The hip score is the sum of the points awarded for each of nine aspects of the X-rays of both hip joints. The minimum hip score is 0 and the maximum is 106 (53 for each hip). The lower the score the less the degree of hip dysplasia present. An average (or mean) score is calculated for all breeds scored under the scheme and advice for breeders is to use only breeding stock with scores well below the breed mean score.
The minimum age for hip scoring is one year, and each dog is only ever scored once under the scheme.

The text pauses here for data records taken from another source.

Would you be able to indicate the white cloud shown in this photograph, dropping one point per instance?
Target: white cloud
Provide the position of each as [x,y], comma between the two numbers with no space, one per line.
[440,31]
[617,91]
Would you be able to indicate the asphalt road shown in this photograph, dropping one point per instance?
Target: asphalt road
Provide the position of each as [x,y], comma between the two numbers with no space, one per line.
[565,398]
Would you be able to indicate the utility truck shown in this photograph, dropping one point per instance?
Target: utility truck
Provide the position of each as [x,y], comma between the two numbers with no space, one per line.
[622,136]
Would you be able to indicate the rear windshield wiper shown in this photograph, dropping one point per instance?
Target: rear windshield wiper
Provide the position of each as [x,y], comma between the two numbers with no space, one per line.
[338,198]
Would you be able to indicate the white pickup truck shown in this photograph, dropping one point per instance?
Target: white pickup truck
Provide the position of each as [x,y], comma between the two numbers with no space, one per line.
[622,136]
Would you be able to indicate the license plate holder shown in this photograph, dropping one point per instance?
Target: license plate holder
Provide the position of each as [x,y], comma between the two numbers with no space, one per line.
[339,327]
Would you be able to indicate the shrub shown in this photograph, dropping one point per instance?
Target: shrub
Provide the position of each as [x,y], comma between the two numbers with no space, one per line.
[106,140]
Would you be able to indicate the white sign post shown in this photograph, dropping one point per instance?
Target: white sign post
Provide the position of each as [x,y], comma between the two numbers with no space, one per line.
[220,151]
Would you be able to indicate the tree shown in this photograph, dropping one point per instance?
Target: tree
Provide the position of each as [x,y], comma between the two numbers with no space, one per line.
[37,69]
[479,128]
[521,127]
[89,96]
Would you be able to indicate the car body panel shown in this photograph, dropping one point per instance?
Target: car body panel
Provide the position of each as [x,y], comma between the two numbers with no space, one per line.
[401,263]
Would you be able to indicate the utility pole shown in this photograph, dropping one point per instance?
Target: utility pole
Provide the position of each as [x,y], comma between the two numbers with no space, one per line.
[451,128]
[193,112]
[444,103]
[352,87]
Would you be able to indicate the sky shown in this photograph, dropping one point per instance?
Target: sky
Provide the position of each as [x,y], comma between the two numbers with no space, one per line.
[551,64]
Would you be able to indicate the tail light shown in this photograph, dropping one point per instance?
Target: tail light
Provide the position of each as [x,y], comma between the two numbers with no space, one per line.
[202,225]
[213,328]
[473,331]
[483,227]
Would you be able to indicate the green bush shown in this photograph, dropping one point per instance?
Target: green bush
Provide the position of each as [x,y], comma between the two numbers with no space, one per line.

More and more responsible breeders are also (and have been for a number of years) have included scoring for Elbows in their breeding programmes. The current BVA/KC scoring scheme for elbow dysplasia (ED) was launched in 1998. An elbow grade is a measure of any evidence of elbow dysplasia (abnormal development). Both elbows are graded (between 0-3), but only the higher grade is used as an overall elbow grade for the dog. The lower the grade the better, with the advice given to breeders from the Kennel Club, is to ideally breed from dogs which have an elbow grade of 0.
Please visit the BVA website for more information.
Being a large breed that grows fast, some puppies can be susceptible to OCD (Osteochondrosis). This is believed to be partly inherited and partly environmental. How you rear your puppy and feed it is very important.
Any screening results received and recorded by the Kennel Club from a British Veterinary Association/Kennel Club (BVA/KC) health scheme or an official Kennel Club DNA testing scheme on KC registered dogs can be found at KC Health Tests Results Finder.